I don't have time to think it through, and I really ought not be blogging as I have somewhere to be, BUT, I've been, when I have a moment, following the story of the British School Teacher in the Sudan who was so foolish as to allow her class to name a Teddy Bear Mohammed. She was thereafter arrested and was in real fear for her life as a mob outside was crying for her execution. I'd been reading in prayerful horror over the last few weeks or days or whatever that she was held, and very relieved to hear on the radio yesterday that she'd been allowed to go home back to England, and that she would be spending a very quiet Christmas holiday at home. I can't put proper words to it, but this is one of those small by the wayside lavalike events like a small earthquake or something. You just feel a little shaking and think, oh, that was interesting. The world is not materially changed. But all the while underneath the surface, the plates are moving and scraping and grating against each other. The growing interaction between Islam and the West, feels in the bones, like one such seismically defined conflict. The outrage of the culture around her completely surprised this poor British woman. I don't really even understand it, at least not emotionally.
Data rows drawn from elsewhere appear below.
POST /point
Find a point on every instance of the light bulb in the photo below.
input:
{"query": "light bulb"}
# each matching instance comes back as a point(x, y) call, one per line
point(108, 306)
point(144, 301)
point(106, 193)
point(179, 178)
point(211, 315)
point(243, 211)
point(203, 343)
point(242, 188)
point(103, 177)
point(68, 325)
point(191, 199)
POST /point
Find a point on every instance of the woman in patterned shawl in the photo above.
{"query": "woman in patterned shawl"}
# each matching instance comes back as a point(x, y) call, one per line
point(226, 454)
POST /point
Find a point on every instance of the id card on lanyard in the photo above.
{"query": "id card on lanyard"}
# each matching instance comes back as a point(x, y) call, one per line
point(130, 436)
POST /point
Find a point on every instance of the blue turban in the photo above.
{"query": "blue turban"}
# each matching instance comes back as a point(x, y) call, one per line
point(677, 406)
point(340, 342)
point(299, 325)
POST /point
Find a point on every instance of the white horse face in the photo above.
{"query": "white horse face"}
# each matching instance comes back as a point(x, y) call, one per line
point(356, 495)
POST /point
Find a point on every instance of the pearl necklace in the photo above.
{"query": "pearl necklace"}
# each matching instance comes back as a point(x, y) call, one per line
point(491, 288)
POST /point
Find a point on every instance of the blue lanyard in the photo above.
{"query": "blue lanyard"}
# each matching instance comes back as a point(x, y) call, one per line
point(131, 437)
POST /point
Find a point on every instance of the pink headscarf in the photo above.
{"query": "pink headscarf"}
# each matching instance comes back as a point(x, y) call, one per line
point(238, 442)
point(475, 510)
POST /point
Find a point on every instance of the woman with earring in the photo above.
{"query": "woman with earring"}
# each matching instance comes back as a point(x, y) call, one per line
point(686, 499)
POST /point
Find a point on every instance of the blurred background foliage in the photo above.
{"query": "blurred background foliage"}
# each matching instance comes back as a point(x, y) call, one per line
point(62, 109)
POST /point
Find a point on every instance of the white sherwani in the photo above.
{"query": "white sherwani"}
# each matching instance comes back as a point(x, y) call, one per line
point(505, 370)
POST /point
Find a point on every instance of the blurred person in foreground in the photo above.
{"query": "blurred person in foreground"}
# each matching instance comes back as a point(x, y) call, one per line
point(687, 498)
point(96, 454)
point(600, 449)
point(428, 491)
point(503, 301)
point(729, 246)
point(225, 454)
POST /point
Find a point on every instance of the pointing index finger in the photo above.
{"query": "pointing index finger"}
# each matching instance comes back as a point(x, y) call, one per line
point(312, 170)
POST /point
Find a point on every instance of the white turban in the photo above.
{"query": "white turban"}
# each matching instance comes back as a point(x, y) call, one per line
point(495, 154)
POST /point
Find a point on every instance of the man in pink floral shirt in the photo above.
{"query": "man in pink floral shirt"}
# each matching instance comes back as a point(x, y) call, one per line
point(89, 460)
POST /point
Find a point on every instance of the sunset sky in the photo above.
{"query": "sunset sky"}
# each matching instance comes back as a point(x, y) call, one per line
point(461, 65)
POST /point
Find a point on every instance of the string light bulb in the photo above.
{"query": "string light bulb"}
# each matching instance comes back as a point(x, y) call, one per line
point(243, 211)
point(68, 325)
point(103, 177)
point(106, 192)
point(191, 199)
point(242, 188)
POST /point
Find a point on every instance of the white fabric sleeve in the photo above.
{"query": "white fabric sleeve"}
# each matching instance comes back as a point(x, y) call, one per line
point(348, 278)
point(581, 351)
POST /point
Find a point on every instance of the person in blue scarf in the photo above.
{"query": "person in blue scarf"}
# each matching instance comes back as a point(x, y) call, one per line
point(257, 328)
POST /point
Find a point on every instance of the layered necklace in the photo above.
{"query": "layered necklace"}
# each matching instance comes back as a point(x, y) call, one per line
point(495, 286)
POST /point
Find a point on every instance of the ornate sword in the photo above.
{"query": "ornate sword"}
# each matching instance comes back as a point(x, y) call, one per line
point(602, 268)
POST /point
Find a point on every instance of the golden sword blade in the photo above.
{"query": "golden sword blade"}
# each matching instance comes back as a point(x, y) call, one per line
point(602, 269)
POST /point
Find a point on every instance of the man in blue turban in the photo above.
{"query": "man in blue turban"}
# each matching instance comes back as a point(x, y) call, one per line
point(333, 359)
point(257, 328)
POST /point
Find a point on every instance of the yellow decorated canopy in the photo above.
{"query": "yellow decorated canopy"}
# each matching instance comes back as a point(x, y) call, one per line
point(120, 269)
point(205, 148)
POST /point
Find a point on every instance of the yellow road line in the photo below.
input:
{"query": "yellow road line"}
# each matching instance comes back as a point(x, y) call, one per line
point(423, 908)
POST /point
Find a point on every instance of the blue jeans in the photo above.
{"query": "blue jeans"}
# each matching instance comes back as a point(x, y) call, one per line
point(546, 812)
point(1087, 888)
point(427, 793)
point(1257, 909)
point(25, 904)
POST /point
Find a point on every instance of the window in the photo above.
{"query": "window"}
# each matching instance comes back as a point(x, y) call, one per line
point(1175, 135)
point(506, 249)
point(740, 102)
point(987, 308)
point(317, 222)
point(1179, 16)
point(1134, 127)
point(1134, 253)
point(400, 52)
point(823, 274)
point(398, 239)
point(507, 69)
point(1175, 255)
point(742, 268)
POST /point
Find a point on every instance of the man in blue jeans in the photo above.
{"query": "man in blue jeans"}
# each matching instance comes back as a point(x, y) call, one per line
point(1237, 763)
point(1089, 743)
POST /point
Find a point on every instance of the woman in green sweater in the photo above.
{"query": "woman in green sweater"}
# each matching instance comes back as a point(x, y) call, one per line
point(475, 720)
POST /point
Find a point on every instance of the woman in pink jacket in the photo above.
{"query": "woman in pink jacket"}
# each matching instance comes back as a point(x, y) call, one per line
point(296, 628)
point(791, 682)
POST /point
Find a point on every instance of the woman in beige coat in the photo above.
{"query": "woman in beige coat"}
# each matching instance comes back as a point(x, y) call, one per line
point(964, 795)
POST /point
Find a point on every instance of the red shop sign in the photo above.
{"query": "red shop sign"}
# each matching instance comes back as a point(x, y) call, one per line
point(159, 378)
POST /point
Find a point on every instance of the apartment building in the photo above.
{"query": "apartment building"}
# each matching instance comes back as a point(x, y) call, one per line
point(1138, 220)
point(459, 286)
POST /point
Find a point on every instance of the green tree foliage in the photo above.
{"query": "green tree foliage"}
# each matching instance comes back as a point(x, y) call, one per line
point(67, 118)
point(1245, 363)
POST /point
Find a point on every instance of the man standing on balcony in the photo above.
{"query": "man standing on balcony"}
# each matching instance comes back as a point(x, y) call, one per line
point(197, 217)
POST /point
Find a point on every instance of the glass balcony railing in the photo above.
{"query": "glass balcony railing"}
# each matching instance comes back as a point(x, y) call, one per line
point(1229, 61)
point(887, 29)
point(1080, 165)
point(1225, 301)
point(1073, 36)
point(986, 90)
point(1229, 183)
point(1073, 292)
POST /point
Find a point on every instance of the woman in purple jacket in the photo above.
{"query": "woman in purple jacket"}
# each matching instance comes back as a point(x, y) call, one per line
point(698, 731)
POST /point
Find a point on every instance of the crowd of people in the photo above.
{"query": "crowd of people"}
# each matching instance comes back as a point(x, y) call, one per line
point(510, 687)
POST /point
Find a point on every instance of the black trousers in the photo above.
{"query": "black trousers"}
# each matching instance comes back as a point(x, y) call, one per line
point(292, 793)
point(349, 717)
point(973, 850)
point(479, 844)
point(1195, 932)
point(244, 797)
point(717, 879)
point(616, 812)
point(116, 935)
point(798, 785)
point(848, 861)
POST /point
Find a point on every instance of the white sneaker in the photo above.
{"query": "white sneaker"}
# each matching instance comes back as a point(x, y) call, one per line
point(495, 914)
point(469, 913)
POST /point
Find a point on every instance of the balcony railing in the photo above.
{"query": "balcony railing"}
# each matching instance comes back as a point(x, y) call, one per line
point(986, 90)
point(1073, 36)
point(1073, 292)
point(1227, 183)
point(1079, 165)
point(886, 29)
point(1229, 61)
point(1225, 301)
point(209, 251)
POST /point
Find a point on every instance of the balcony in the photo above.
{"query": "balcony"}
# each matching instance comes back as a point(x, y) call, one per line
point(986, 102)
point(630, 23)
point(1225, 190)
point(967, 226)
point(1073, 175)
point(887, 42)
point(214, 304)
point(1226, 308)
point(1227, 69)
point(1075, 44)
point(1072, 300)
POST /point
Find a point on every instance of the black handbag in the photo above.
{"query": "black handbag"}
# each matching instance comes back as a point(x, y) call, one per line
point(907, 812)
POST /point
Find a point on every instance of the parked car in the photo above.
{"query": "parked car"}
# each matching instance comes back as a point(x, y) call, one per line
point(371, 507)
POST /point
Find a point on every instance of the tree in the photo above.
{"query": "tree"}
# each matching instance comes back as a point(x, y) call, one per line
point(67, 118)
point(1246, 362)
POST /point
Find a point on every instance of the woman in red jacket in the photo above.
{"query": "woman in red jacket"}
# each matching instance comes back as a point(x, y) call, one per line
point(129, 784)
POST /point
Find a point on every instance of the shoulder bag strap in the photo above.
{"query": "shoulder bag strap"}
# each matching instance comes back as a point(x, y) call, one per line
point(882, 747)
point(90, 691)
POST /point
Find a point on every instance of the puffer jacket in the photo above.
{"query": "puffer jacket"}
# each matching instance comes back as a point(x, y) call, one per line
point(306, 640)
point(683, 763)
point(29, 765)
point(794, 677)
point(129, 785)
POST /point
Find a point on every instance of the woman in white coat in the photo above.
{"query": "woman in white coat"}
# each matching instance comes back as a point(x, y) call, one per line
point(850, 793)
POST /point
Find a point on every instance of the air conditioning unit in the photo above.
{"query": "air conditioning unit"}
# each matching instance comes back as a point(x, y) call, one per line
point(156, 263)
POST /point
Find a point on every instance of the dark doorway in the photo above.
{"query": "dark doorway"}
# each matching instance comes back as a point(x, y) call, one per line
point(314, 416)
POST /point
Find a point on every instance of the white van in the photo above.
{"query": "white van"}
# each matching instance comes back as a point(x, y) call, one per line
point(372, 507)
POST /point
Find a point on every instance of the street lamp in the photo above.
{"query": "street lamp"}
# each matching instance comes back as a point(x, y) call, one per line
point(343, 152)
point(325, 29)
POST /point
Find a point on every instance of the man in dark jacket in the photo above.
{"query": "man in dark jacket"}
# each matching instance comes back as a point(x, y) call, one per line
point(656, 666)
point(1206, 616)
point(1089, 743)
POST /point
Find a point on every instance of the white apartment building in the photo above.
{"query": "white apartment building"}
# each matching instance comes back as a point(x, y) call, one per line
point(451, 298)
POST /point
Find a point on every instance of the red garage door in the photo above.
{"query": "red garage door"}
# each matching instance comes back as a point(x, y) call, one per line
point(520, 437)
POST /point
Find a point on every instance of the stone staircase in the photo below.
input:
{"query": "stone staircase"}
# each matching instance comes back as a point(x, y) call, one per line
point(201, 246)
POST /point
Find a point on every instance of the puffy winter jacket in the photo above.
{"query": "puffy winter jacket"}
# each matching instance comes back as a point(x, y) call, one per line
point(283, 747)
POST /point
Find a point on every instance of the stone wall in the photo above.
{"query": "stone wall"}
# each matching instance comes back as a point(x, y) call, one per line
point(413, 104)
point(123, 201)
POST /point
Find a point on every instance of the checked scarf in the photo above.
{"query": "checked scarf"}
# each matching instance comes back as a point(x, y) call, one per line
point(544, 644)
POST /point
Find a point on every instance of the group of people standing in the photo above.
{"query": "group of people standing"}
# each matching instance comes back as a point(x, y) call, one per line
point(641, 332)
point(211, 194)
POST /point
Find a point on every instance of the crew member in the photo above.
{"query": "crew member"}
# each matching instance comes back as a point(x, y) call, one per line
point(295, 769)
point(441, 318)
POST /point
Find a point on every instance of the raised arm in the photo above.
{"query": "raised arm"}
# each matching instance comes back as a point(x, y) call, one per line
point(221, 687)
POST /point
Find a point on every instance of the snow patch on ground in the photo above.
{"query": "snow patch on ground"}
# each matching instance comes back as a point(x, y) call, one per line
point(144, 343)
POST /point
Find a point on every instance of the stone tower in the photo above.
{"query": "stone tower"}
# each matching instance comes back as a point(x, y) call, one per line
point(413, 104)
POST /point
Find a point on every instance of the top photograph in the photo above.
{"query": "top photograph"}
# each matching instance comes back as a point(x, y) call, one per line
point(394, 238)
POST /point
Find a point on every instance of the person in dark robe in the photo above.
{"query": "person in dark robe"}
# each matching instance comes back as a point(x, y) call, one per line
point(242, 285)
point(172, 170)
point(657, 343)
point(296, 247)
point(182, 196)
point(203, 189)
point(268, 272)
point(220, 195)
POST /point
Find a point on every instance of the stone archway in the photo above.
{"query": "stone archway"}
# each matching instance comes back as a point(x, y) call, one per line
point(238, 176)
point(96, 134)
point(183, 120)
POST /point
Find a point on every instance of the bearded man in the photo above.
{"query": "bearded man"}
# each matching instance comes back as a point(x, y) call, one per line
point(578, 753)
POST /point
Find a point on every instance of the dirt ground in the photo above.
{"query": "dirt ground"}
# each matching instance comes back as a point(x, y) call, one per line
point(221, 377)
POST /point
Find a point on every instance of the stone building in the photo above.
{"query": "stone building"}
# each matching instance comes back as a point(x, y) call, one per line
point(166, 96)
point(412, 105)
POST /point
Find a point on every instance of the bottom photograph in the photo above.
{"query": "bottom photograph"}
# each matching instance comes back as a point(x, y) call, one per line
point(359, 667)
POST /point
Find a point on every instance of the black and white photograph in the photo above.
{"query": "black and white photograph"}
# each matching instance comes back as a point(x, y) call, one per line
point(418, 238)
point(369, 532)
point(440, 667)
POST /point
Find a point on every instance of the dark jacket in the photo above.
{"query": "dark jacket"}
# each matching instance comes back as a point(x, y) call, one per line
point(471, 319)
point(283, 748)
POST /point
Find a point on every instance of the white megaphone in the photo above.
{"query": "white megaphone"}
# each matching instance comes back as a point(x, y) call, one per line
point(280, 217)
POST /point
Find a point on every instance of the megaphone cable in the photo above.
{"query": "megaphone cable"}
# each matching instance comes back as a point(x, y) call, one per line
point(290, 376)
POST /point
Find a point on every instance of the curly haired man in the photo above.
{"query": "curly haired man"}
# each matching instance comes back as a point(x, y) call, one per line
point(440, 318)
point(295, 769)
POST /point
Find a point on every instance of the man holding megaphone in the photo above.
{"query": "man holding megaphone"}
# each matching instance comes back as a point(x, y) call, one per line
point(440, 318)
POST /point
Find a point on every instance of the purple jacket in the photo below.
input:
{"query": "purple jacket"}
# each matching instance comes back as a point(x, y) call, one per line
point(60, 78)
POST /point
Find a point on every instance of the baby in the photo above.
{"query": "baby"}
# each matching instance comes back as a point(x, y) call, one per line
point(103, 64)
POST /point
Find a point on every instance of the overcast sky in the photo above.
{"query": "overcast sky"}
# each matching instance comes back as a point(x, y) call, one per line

We are diametrically opposed on so many levels.
Blast it all, I don't have time to think this through.
Comment, or something :)

2 comments:

Joyce Carlson said...

Well, I'm here in Nairobi, somewhat south of the Sudan, and was equally horrified by the escalation of what was an innocent mistake. (Never mind that I know so many people named Mohammed who are not in any way to be mistaken for the prophet.) However, I was impressed by the gentle tone of her response when she was released, and by the mildness of her son's response -- grateful, and not in any way rancorous. "A soft answer turneth away wrath", was one of those verses my mother made me memorize when I was small.
ME

Anonymous said...

"We are diametrically opposed on so many levels." Sounds to me like you *have* thought it through. It's saints like Francis of Assissi and Therese of Lisieux who really have anything more to say after this point.